In November 1898, white supremacists in Wilmington staged race riots targeting Black residents and businesses, which culminated in burning down the offices of the town’s only Black newspaper “The Daily Record.”
Despite several years of daily publication, only seven original, physical copies of the paper are known to survive.
A short hundred years later, a group of eighth grade students in Wilmington worked on a yearlong project with a local journalist to uncover some of the lost editions, eventually finding several in the collections of the Cape Fear Museum.
The North Carolina Digital Heritage Center invited the students and staff from the Cape Fear Museum to Wilson Library to participate in the digitization of the physical copies they found during the summer of 2017.
The NC Digital Heritage Center has been digitizing tens of thousands of photographs, yearbooks, newspapers and other historical documents from across the state since 2009.
“The collections on our site really give a deep insight to the local history of these places that otherwise would be really relegated to that town. You would have to go to that place, to that library, to see those materials,” said Digital Projects Librarian Kristen Merryman. “By having it on our site, it’s open to a worldwide audience. So many places in North Carolina have so many great stories, and we’re just helping to expose them.”

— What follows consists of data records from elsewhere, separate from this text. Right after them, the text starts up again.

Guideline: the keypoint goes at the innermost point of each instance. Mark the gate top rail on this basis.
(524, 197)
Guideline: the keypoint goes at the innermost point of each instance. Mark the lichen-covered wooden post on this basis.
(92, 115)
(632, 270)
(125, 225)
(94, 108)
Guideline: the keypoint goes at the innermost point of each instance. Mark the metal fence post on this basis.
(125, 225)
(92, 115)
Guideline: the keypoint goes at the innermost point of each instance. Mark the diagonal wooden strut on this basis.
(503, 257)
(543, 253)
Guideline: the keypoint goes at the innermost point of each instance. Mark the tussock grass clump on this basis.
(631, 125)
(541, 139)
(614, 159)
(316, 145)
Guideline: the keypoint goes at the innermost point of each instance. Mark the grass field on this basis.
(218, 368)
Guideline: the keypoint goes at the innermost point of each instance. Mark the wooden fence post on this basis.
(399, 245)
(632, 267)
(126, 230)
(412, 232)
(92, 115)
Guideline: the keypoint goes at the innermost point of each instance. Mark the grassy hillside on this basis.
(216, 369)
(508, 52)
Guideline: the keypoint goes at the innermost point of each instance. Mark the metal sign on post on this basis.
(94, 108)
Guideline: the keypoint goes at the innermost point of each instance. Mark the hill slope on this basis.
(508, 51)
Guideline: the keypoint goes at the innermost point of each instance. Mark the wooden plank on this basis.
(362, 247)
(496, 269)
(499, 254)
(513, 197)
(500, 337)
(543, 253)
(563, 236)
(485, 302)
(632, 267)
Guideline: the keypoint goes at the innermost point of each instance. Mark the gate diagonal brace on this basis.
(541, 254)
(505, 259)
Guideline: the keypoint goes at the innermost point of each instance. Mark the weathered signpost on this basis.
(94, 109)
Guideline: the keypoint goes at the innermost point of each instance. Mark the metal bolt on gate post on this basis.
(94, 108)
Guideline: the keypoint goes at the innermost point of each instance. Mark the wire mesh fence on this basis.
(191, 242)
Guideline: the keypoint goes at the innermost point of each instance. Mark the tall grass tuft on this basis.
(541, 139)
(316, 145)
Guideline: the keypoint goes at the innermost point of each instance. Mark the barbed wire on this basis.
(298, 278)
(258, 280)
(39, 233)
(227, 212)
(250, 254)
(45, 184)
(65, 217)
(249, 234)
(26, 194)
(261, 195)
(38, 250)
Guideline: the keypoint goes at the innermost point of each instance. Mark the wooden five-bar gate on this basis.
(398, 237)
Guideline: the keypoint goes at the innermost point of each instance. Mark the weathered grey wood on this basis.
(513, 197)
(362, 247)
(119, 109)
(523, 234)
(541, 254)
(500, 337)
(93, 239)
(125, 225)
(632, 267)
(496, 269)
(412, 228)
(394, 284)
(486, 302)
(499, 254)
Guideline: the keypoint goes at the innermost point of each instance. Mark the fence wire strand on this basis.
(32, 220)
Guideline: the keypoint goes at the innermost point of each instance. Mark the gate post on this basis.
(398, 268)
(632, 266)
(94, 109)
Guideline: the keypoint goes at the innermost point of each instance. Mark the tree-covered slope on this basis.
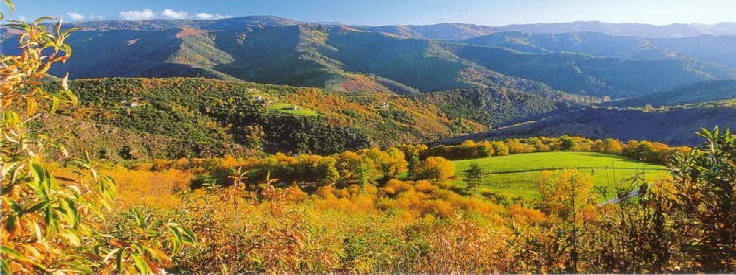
(272, 118)
(705, 91)
(674, 125)
(280, 51)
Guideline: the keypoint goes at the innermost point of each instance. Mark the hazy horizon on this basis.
(381, 13)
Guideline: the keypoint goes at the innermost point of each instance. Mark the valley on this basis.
(262, 144)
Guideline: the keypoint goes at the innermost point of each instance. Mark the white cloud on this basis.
(174, 14)
(209, 16)
(137, 14)
(75, 16)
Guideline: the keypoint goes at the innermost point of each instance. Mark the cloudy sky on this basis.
(392, 12)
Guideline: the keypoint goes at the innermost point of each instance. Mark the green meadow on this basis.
(517, 175)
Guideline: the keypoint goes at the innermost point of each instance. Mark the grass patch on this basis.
(518, 174)
(292, 109)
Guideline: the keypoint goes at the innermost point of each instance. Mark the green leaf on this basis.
(141, 264)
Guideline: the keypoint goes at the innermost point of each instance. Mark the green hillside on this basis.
(280, 51)
(672, 125)
(517, 175)
(705, 91)
(597, 76)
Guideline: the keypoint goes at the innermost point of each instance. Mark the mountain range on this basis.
(500, 76)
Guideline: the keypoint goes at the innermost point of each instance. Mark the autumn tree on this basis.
(473, 177)
(437, 168)
(48, 225)
(706, 180)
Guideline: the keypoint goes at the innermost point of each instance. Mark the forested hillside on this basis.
(217, 114)
(341, 171)
(671, 125)
(281, 51)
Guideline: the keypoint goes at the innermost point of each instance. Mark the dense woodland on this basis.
(185, 175)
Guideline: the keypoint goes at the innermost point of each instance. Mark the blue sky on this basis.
(393, 12)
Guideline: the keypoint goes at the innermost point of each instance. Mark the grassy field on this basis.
(292, 109)
(517, 175)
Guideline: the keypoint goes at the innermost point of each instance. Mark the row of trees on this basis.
(648, 151)
(681, 223)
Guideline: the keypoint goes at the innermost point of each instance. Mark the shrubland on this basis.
(323, 206)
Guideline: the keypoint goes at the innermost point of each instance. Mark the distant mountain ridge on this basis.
(440, 31)
(269, 49)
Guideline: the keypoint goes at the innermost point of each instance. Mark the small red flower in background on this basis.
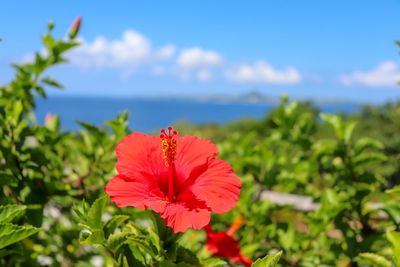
(178, 177)
(222, 244)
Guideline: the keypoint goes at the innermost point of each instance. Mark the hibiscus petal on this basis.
(187, 212)
(140, 157)
(218, 186)
(192, 152)
(128, 192)
(140, 153)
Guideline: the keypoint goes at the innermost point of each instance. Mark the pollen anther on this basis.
(168, 145)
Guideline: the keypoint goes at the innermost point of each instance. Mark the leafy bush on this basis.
(318, 189)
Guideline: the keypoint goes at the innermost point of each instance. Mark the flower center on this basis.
(168, 144)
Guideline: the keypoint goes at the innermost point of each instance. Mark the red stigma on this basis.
(168, 144)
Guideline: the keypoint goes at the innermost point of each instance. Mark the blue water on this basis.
(149, 115)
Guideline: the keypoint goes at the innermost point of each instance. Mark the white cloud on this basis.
(204, 75)
(385, 74)
(262, 72)
(129, 52)
(166, 52)
(159, 71)
(195, 57)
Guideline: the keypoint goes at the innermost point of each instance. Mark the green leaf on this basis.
(11, 233)
(394, 239)
(375, 260)
(93, 219)
(268, 261)
(116, 240)
(9, 212)
(112, 224)
(52, 82)
(213, 262)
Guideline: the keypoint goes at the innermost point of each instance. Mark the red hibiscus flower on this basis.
(178, 177)
(222, 244)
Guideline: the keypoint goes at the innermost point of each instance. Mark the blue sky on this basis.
(334, 49)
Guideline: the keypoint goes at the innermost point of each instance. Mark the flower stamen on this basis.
(168, 144)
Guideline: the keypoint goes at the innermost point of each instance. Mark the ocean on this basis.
(149, 115)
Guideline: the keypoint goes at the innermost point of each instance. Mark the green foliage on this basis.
(340, 173)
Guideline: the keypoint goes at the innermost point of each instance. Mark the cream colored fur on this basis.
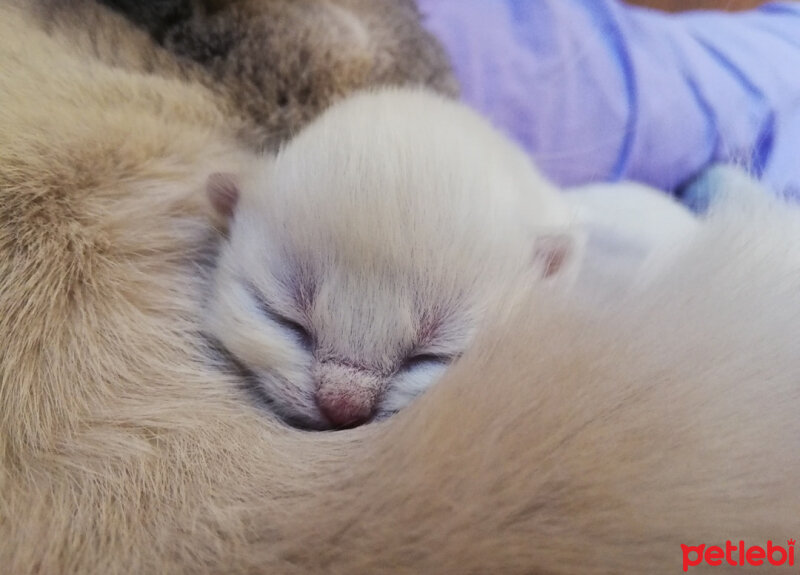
(568, 440)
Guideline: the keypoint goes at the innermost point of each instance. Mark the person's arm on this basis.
(599, 90)
(683, 5)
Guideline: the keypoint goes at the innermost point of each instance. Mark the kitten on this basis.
(282, 62)
(362, 257)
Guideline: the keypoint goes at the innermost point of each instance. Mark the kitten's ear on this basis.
(223, 192)
(555, 253)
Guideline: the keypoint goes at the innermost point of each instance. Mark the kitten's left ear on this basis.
(223, 192)
(555, 253)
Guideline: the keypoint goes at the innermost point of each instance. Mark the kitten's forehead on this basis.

Funded primarily by the State Library of North Carolina, the NC Digital Heritage Center works to create a digital archive of supporting documents of local histories, alongside similar programs also housed within Wilson Library. The program is an outgrowth of the state library's desire to offer statewide digitization services to libraries' historical and cultural centers at a central location.
UNC was originally chosen to house the program because of technological and archivist expertise within the University.
“I’m pleased that it’s helping people around the state understand that the University library in particular, but also, UNC is a place that serves people who may not be physically present here,” said Bob Anthony Jr., director of the North Carolina Digital Heritage Center.